青少年事情と教育を考える 90
教師が置かれた現状

ナビゲーター:中田 孝誠

 教師の長時間労働は、今や“ブラック”と言われるほど大きな問題になっています。また、神戸市の小学校で教師によるいじめが発覚したことをきっかけに、パワハラや教師同士の人間関係で悩んでいる教師が多いことも明らかになってきました。

 また、最近こういう話もありました。
 中央教育審議会は、文部科学大臣の諮問を受けて各界の有識者が教育の在り方や改革の方向性を議論する機関です。その中教審の10月4日の分科会で、委員を務める高校の校長から、次のような発言があったというのです(「教育新聞」1010日付)。
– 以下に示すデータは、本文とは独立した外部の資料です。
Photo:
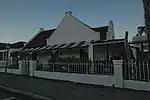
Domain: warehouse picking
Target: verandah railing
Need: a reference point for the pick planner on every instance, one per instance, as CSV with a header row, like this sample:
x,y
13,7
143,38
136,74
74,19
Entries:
x,y
136,70
81,67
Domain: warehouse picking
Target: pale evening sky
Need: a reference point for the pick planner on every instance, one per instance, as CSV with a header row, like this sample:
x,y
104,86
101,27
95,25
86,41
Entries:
x,y
20,20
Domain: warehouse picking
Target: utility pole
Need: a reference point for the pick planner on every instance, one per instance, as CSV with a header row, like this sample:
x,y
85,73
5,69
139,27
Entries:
x,y
7,48
146,6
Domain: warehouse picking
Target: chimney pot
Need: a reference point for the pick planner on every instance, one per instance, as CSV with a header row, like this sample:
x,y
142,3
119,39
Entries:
x,y
68,13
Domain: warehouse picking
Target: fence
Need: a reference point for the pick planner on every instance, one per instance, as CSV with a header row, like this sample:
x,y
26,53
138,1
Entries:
x,y
136,70
85,67
26,67
14,65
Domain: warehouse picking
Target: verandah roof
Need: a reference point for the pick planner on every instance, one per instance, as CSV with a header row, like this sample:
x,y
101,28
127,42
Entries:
x,y
73,45
60,46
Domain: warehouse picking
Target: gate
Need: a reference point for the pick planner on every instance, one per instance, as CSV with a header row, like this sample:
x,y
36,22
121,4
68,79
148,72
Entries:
x,y
26,67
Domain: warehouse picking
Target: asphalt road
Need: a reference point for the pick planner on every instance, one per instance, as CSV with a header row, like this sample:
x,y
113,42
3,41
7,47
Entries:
x,y
4,95
61,90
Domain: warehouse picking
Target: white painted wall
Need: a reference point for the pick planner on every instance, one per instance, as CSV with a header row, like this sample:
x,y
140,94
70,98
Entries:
x,y
44,56
71,52
2,69
137,85
72,30
100,53
78,78
14,71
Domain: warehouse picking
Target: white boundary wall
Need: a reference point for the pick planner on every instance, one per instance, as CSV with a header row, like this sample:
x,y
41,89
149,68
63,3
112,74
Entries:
x,y
78,78
137,85
2,69
13,71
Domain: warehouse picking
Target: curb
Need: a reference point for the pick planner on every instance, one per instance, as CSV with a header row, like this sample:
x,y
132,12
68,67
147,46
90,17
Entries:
x,y
30,95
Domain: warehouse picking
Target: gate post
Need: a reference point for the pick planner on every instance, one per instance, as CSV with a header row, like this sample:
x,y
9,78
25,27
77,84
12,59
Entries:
x,y
21,66
118,75
32,67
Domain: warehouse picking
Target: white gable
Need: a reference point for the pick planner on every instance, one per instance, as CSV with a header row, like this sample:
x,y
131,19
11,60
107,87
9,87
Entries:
x,y
72,30
111,33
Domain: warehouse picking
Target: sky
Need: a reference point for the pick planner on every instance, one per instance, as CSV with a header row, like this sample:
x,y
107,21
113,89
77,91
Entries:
x,y
20,20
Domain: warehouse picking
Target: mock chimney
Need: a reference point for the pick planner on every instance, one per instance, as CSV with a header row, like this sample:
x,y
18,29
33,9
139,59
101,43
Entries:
x,y
68,13
126,35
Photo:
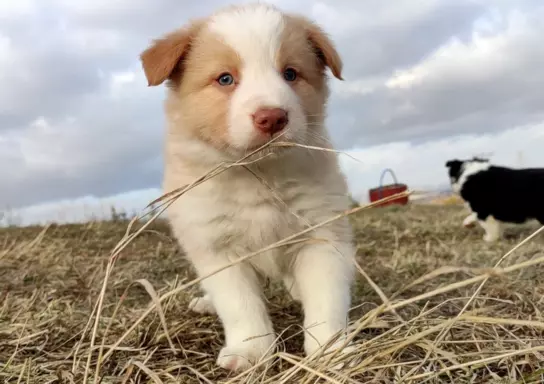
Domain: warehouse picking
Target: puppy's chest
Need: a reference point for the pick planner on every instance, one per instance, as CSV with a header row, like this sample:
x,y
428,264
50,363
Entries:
x,y
251,217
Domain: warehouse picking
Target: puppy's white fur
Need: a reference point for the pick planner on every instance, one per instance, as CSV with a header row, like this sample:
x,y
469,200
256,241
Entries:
x,y
248,208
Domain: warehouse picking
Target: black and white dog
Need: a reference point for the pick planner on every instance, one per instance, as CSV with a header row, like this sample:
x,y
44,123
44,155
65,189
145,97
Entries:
x,y
497,194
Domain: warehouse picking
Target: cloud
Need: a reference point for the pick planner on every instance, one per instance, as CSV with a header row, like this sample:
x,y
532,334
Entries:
x,y
420,166
77,118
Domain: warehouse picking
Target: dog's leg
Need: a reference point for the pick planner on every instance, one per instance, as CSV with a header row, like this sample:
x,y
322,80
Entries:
x,y
236,296
323,276
492,229
470,220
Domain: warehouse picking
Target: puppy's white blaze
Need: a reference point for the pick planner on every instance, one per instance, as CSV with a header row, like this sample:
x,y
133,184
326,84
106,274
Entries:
x,y
254,33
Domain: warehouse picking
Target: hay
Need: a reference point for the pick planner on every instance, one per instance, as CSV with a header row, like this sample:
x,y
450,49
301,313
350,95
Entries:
x,y
415,260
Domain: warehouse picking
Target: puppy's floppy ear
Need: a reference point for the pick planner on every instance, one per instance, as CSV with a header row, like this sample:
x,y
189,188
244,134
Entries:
x,y
160,59
323,47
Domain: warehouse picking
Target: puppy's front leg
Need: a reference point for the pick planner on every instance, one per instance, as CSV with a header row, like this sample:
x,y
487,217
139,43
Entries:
x,y
323,275
237,298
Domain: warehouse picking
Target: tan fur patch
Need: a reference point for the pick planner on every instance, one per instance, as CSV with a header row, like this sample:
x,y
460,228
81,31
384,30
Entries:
x,y
320,42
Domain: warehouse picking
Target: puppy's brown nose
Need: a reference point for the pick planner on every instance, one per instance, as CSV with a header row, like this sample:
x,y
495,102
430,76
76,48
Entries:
x,y
270,120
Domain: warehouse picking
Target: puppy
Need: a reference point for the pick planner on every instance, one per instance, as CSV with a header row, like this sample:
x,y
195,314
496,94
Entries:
x,y
497,194
238,79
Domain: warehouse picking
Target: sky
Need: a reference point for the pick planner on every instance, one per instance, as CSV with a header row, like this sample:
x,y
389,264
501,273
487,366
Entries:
x,y
425,81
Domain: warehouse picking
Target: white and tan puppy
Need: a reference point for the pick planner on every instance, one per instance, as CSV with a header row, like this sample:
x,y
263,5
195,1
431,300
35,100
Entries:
x,y
237,79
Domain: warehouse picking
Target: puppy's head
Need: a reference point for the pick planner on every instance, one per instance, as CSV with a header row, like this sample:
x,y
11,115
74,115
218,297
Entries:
x,y
244,75
457,168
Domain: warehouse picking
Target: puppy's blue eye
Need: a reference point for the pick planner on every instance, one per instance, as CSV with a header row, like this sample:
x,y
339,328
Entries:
x,y
290,74
225,79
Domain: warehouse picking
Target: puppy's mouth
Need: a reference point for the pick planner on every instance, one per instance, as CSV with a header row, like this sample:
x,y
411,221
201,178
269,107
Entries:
x,y
270,143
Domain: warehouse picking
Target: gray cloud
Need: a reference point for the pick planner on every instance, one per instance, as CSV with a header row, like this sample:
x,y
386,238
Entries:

 分科会では、ICT(情報通信技術)の活用や小学校の教科担任制について話し合われていました。その中で校長は現場の教師たちの厳しい現状を訴えたのです。

 世の中の変化を踏まえて教育も変わらないといけないことはよく分かるし、新しい取り組みをする場合は教師全員が理解するための研修を増やす必要があるが、そうするためには授業をカットするしかなくなる。しかも一方では残業を減らすため働き方改革をやるように言われるが、例えば(小学校で必修になる)プログラミング教育のように新しいことにも取り組まなければならない大変さがある、というわけです。

 そして校長は「新しい施策に現場がついて行きたいと思っても、ついていけない。次から次に要求があり、そこに働き方改革と言われる。これでは『もう、やってられない』と、現場の教師は思ってしまう」と強調しました。

 最近、大学入試の英語で予定されていた民間試験の導入が延期になりましたが、高校では数年前から導入に合わせた準備をしてきました。結果として現場に混乱を引き起こすことになってしまったわけです。また、教師の働き方改革のために導入されようとしている変形労働時間制という制度についても賛否の声が上がっています。

 ただ、教師という職業には、他の職業に比べて、やりがいや充実感を感じている人が多いという調査もあります。実際、教師の負担になっているといわれることが多い部活動ですが、中には部活動で生徒たちと一緒に活動することで精神的な力を得ているという教師もいます。

 教師が抱えている課題を解決するのは簡単ではありません。それでも、校長が先頭に立って改革を進めるなどの事例も増えてきています。そのような、モデル的な学校を広げていく必要があります。

 そして、家庭や地域社会が教師と協力していくことも不可欠です。